Glen said many Scots had given the terrorist incidents a collective shrug, mindful that the very airport from which many of them fly out on their holidays – Glasgow – was itself a target in 2007.

He said: “A lot of the terrorist attacks seem to have been lone wolf incidents,“ referring to outrages such as the suicide bombing and train axe attack in Germany, and the Nice truck massacre. “Scots are quite fatalistic. It could happen anywhere, including here.”

For Allen’s family, that proved all too true. Opting to head for the Norfolk Broads after postponing their Turkish trip until October, they ended up staying a few miles from the RAF Marham air base, just as a serviceman escaped an attempted abduction. “It was somewhat ironic,” Allen reflected. “It just shows that terrorist attacks could happen anywhere, even in Edinburgh.”
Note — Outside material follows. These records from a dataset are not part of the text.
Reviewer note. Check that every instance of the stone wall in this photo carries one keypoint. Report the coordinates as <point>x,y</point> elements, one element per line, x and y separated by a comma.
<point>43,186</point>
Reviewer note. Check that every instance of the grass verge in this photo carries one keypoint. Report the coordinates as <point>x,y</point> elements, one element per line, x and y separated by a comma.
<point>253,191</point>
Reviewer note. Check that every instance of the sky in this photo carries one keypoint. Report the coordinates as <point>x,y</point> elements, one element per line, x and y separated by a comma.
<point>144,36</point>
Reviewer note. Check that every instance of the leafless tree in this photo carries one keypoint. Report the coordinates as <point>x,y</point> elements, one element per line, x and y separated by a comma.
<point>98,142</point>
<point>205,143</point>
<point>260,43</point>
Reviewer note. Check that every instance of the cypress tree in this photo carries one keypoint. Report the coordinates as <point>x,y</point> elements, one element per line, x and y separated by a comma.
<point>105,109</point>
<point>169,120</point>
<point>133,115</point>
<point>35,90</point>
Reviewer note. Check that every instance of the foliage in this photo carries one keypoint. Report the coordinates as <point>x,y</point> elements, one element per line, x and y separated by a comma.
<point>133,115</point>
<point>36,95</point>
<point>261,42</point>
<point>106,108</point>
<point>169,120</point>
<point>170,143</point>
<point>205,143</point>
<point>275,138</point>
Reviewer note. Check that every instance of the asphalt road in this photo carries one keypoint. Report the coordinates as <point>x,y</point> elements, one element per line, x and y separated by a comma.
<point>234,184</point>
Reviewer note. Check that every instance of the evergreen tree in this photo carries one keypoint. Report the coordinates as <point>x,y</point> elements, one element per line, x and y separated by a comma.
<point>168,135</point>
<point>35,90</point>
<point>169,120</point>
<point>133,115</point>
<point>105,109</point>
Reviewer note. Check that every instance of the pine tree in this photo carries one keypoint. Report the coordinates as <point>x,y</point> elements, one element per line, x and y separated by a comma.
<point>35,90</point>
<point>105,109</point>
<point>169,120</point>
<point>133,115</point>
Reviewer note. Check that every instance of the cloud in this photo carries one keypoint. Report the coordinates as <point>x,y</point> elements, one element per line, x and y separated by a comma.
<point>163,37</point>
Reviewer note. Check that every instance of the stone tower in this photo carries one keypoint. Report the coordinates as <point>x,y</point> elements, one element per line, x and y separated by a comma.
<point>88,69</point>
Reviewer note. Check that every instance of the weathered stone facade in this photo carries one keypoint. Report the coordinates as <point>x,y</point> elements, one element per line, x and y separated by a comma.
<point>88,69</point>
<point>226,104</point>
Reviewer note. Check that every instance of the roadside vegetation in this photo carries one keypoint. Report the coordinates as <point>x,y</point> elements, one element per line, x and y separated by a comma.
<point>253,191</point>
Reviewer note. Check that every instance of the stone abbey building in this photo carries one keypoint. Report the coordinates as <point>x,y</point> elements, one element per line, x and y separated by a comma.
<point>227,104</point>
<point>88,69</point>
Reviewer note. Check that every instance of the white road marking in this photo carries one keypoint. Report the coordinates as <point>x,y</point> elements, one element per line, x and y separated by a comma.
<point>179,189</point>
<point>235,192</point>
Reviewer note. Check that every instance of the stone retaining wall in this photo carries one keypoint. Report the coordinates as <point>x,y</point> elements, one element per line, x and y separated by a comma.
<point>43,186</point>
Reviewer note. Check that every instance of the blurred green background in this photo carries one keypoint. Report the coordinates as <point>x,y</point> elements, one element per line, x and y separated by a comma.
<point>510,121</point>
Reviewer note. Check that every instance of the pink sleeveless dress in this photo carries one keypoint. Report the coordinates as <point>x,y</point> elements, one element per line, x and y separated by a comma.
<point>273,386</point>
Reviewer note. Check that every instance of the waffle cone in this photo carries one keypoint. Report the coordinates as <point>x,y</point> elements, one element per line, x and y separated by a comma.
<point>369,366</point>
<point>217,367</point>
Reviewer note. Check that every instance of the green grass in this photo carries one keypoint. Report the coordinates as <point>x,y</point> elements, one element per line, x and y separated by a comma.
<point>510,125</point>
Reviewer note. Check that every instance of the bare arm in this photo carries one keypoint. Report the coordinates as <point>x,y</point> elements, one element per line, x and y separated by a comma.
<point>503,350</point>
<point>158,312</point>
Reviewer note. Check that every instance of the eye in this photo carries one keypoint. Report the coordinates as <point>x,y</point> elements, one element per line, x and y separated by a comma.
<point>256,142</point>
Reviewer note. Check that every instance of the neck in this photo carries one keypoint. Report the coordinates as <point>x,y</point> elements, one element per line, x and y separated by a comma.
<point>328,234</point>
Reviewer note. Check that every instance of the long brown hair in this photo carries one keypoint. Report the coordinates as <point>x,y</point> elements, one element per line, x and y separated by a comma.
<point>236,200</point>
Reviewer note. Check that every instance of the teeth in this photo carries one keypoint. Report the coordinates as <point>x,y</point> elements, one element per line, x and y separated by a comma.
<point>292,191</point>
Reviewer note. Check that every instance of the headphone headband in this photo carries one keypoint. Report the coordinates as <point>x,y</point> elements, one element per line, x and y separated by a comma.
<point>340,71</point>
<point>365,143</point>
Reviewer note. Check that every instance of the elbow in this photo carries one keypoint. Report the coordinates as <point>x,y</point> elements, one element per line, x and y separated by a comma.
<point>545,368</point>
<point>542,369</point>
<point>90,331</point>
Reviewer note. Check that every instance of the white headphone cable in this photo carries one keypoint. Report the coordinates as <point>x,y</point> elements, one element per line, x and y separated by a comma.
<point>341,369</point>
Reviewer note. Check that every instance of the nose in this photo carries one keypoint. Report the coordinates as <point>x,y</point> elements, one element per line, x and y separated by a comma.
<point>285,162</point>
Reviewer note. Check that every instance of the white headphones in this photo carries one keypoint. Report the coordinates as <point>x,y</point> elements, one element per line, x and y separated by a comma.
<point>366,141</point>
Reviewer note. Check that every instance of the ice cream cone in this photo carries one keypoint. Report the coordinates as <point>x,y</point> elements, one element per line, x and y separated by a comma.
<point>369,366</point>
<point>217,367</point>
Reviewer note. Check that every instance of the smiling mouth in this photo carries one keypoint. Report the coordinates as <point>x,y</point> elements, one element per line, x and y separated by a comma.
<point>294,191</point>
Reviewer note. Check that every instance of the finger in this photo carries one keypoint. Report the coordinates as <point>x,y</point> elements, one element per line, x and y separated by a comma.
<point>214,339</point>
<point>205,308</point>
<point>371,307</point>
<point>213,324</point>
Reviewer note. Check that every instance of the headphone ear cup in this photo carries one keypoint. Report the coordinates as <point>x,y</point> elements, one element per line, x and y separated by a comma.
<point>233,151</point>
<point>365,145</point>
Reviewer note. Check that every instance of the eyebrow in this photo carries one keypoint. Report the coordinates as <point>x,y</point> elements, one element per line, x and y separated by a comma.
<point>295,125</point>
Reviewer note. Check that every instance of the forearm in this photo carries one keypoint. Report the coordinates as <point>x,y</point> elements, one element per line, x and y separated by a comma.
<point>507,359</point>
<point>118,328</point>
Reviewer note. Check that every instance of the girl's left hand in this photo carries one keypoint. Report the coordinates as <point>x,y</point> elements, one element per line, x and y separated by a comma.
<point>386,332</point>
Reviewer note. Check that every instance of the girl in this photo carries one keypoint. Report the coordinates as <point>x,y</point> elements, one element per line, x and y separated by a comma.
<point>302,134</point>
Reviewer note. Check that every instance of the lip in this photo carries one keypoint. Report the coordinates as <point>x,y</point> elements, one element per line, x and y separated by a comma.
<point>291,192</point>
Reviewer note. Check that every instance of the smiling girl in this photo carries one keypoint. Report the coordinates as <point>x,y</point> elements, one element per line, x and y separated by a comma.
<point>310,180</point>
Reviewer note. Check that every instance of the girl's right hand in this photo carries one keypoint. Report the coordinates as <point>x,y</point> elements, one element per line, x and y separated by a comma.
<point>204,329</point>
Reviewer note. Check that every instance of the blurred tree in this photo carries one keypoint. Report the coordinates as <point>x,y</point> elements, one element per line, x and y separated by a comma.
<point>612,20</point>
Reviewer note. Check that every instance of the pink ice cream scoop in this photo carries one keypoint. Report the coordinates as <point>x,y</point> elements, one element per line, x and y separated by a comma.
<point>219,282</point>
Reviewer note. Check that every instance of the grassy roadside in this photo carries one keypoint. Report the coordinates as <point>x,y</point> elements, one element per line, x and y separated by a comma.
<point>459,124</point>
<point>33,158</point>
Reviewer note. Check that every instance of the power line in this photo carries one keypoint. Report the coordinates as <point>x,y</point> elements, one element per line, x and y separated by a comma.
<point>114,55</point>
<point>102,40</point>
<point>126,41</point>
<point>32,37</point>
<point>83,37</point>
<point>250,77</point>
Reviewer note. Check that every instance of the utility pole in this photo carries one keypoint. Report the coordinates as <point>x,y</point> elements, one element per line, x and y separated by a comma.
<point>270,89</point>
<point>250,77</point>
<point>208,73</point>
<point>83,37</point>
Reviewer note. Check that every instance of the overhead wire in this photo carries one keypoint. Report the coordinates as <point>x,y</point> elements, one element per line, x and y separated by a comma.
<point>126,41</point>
Last week’s murder of a priest near Rouen similarly reminded me of my own family’s trip to that part of France in April.

We had flown to Paris but headed immediately north, fearing for security in the French capital – even five months after the terrorist outrage which killed 130 people there – and saw Normandy as much less likely to be a target. But our drive was to take us less than a mile from the church which was attacked.

Elsewhere, holidaymakers have remained blissfully unaware of incidents – with their relatives back in Scotland more worried than they are.

One couple who flew to the Turkish resort of Antalya from Glasgow last month only heard about the coup attempt because someone back home phoned to ask if they were okay.

Scotland’s major airports said there had been no discernible impact from the latest attacks in flying habits. In fact, they are continuing to handle record numbers of passengers.

Edinburgh – the busiest – set a new Scottish record last month when it saw nearly 1.2 million passengers pass through, while Glasgow had its busiest June with almost 950,000.

Glasgow Airport pointed out that there had been a far greater effect last year after the beach shootings in the Tunisian resort of Sousse, in which 38 people were killed. Thirty of them were Britons – the greatest number to be killed in a terrorist outrage since the London suicide bombings in 2005.

Airlines cancelled flights from the UK, and the Foreign Office now advises against all but essential travel to the country.

A Glasgow Airport spokesman said: “We are not getting any reports back of passenger numbers being impacted this summer. It feels like business as usual. There has not been the same reaction as last year.”

Thousands of Scots previously flew to Tunisia, and more to resorts in countries such as Egypt and Morocco, which airlines have also shunned.

The SPAA’s Alan Glen said holidaymakers had simply moved elsewhere. He said: “The airport figures are growing steadily and don’t suggest people have stopped flying. There have not been more ‘staycations’ either.” However, he said there had been a marked shift west, bringing problems of its own: “Egypt and Tunisia have become no-go areas following Foreign Office advice. In Turkey, people are staying away from directly affected areas.

“France and Germany is quite different. They are not particularly big holiday destinations for Scots, with France more popular in the south of England.”

The new holiday crisis has been created by many Scots switching from the eastern and southern Mediterranean to the west – particularly Spain and its islands, and Portugal and Italy.

The main tour operators, who also include Jet2holidays and Thomson, have increased flights there from Scotland this summer – but the extra demand for accommodation has sent prices soaring. Travel agents said holidays were now around £700-800 per person per week – up to £150 more than last year.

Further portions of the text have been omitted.